A recent post on Caracas Chronicles asking “Is Venezuela a democracy?” provoked a healthy debate – with some rather predictable, combative, and contradictory responses. This probably happened because we shouldn’t just be quibbling over whether or not a country is a democracy – but on whether or not that country enjoys a certain minimum quality of democracy.

A quality democracy is one in which there is not only participation, representation, and (the always debatable point of) free and fair elections, but also a balance of power: a political system in which the executive branch does not legislate; a political system in which the judiciary is not a branch of the government (read: Chavernment) but a part of the state, and where the citizens have rights to be protected. As long as the law is democratic, justice is democratic.

Yet the point chavistas keep emphasizing is that all those things will fall into place, that the new division caused by Chávez was necessary to get away from the old division created long ago under the Punto Fijo pact signed in 1958. It is a question of legitimacy, they say: Chávez has now won four elections, and if the majority wanted him out, then they would have reacted so. It may not be the form of democracy that you like, but it’s the form that people want.

It is true, Latin American history (and perhaps world history) shows a deficit in citizenship for a particular kind of inhabitant: the poor, undereducated mestizo/mulato, perhaps female, who is not included by traditional political powers. For some, democracy is merely the inclusion of these people –a feat for which Chávez is lauded excessively by ardent followers who admire his dogged persistence in challenging the status quo.
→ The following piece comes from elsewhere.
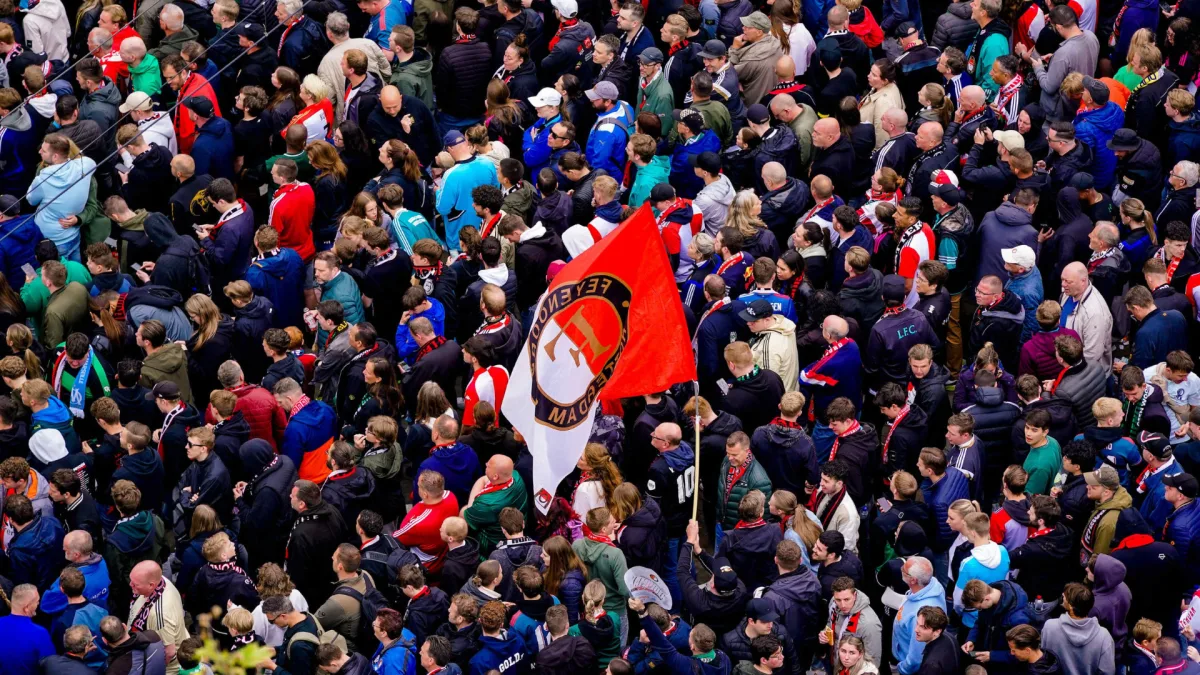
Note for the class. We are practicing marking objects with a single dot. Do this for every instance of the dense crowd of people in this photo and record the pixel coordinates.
(267, 268)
To others, though, quality democracy contains another, not so subtle feature. As an Argentine professor once told me, “Democracy is the certainty that the noise outside your door at 3 a.m. is only the milkman.”
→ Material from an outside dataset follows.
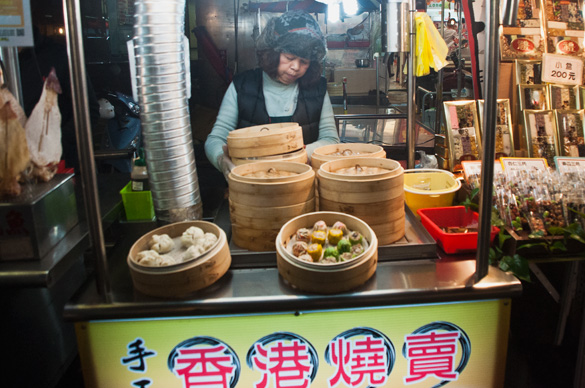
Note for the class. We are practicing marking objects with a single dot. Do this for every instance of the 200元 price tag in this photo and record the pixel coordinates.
(562, 69)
While it has been decades since the noise outside Venezuelans’ doors was made by military goons, there has been plenty of spilled milk. The obligation to stay in due to a high crime rate, the poor management of inflation, a national debt which has led to lack of options at Venezuelan markets, and autocensura are just a few examples of collateral damage in the search for “inclusion” in Venezuela. That nose you hear at 3 am may not be military goons, but it isn’t the ghost of Cleisthenes either.
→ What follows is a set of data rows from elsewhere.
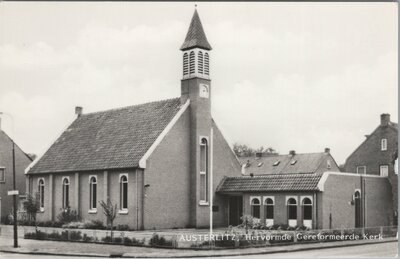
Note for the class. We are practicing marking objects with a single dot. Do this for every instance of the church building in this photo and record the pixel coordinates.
(155, 160)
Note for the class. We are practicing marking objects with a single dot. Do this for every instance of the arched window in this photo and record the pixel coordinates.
(93, 193)
(65, 193)
(41, 194)
(292, 209)
(185, 64)
(255, 207)
(203, 170)
(307, 209)
(191, 63)
(206, 64)
(123, 192)
(357, 205)
(200, 62)
(269, 208)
We should still keep in mind that while the relatively new political majority of constituents in Venezuela may have benefited from Chávez’s policies in the last fourteen years, in no quality democracy does the majority benefit at the expense of the minority’s rights. Democracy is a system of minorities, because it is the only system that consistently guarantees equal rights to all citizens.

It seems, at this point, that even those who support Chávez are confusing rights with privileges.

The confusion of ideas may spring from the muddying of the term itself, which could be rooted in its inherent, and perhaps necessary, illusion. Democracy is a promise, which is never realized, but only sought after.

In Venezuela, that promise is a mockery, it’s a sham, and without that we don’t have a democracy. Just because we elect a government doesn’t mean it’s a democracy – these, my friends, are two distinct animals.

In a country in which the homicide rate is high enough to spike the neck hairs on the already dead, the executive has direct and unchecked use of FONDEN funds, and different rules are applied to opposition candidates/supporters, we might question what type of animal is upon us. It certainly isn’t one we have seen before.